Anche perché la causa di questo decadimento, in particolare nel mondo della scuola, non risiede nelle tanto odiate forme di democrazia, o negli spazi minimi di cogestione. Piuttosto le cause stanno tutte in capo alla classe dirigente di questo paese, che hanno progressivamente delegittimato i docenti.

I quali non hanno solo perso autorevolezza, ma prima di tutto hanno perso il ruolo sociale che hanno sempre avuto.

Qualcuno ha per caso dimenticato la guerra scatenata contro gli insegnanti “fannulloni”, “che lavorano appena 10 mesi all’anno e gli altri due mesi stanno a casa”? O le fesserie del “posto privilegiato”, o delle “ore di lavoro giornaliero da incrementare perché lavorano poco”?

E queste follie sono arrivate in questi anni da autorevoli esponenti politici e ministri.

Quale effetto possono aver avuto su studenti, famiglie e opinione pubblica, mi pare lapalissiano sottolinearlo.

Per non parlare delle diverse riforme che hanno modificato i canali di accesso alla professione, mai concordate con i docenti o con i soggetti in formazione per la professione, e che portavano con sé sempre quell’ombra di inadeguatezza della preparazione e della formazione di chi era in ruolo, o di chi ambiva all’insegnamento.
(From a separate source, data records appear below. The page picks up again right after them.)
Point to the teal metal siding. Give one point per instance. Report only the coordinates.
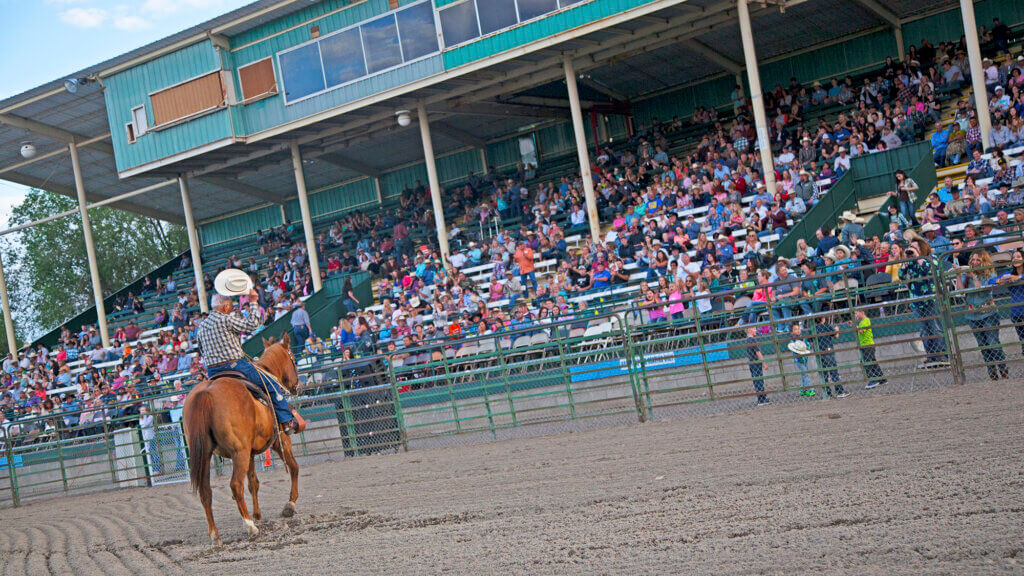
(337, 199)
(856, 53)
(240, 225)
(534, 31)
(132, 88)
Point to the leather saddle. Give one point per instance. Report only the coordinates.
(256, 389)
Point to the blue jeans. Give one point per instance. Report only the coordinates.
(276, 395)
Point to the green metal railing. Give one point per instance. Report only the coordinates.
(577, 371)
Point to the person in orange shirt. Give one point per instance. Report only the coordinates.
(524, 258)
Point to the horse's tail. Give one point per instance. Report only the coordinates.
(198, 420)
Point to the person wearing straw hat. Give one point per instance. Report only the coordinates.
(801, 353)
(220, 339)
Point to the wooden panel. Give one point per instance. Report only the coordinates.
(187, 98)
(257, 79)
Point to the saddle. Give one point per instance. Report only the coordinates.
(256, 389)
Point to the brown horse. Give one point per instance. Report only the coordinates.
(222, 417)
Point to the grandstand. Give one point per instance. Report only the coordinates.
(600, 144)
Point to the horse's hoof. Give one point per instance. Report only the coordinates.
(289, 510)
(251, 527)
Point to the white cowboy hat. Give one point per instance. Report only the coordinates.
(799, 346)
(232, 282)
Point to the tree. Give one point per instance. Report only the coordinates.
(49, 278)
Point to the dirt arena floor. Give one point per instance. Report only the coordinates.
(925, 483)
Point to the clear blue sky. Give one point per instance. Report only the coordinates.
(44, 40)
Le riforme di questi anni, dalla Moratti alla Gelmini, da Profumo fino alla legge 107 hanno tutte contribuito a smantellare l’autorevolezza degli insegnanti e mai hanno affrontato, invece, il tema della rilegittimazione, o dell’ascolto delle necessità, delle cause di un progressivo e lento degrado dell’istituzione.

È l’idea di scuola come istituzione di formazione alla vita ad essere entrato in crisi e con essa anche il ruolo di chi prepara alla cittadinanza. Come è ovvio. Lo si vede anche dagli stipendi degli insegnanti, che gridano vendetta: siamo agli ultimi posti in Europa per stipendi.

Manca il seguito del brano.